Yet some modern researchers say that the vast majority of people will never recognize the hidden messages in this painting. That’s because those hidden messages are subliminal.
Buried below the threshold of conscious awareness, Da Vinci used techniques people never notice. Not only don’t people know what they’re seeing, they would be shocked to find out.
A surprisingly large number of famous paintings fall into the same category. That is, they employ subliminal techniques to enhance the effectiveness of the work or to encode messages within portraits and landscapes. No book, however, has ever attempted to provide an overview of the technical sophistication and arcane methods that artists worldwide have used to conceal secret meaning in their work. Every Picture Hides a Story is the first book to expose the subliminal content in the world’s greatest paintings. Titillating, subversive, and building on the groundbreaking work of pioneers of art criticism, this book will enable readers to view art masterpieces with greater understanding. And their enjoyment of these works will be exponentially enhanced.

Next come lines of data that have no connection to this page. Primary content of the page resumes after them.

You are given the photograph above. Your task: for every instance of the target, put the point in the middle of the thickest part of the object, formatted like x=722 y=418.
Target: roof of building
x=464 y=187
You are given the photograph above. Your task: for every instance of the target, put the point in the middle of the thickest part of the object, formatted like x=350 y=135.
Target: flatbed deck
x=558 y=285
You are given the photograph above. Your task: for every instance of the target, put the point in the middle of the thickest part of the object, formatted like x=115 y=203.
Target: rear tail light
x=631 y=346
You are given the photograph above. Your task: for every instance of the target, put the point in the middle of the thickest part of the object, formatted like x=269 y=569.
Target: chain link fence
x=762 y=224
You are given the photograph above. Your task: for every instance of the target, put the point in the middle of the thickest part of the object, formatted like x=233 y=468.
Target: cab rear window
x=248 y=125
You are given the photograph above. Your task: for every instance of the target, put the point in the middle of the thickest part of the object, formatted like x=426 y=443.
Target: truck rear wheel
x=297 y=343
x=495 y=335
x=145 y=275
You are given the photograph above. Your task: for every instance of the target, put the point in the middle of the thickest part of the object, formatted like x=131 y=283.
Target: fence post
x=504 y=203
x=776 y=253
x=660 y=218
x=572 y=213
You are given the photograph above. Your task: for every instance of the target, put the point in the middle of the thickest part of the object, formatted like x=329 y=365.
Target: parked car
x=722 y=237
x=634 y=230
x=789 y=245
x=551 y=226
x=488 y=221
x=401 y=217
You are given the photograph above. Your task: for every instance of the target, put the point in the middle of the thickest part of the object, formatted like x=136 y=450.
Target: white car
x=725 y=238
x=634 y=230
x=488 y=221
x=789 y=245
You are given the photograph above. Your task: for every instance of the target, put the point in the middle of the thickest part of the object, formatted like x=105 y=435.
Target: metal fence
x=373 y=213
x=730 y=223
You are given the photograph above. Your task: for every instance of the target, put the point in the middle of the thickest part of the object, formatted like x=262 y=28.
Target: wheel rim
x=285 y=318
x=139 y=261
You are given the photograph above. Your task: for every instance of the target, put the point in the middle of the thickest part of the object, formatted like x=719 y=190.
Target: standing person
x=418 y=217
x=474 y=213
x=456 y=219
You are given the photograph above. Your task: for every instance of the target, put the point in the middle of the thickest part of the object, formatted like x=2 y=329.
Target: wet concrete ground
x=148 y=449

This full-color book contains 86 images of the paintings and their details.
PUBLISHERS WEEKLY
The hidden messages embedded in acclaimed paintings are exposed in this effective examination of the work of 22 artists. Drawing on Wilson Bryan Key's Subliminal Seduction, a 1973 book about advertising techniques, Cane (The Art of Kissing) and art historian Gabrielle focus on the subliminal—that which "lies below the threshold of conscious awareness"—in their analysis of paintings such as Johannes Vermeer's Girl with a Pearl Earring; the authors write that the girl's teardrop-shaped earring is "a symbol of chastity" that "conveys a message about the girl's interior life." On Gustav Klimt's The Kiss, the authors conclude that "the couple pressed together forms an erotic shape that represents sexuality." The breezy narrative features the authors' humorous asides (in praise of John William Godward's use of perspective: "Put that in your pipe, Picasso, and smoke it!") and vivid descriptions of each painting (on John Singer Sargent's Madame X: "Those two oval-shaped loops on top of the bodice of Madame's black velvet evening dress rise up to cover her chest like Mickey Mouse ears"). This accessible study of the messages hidden in plain sight will challenge readers to rethink familiar works of art.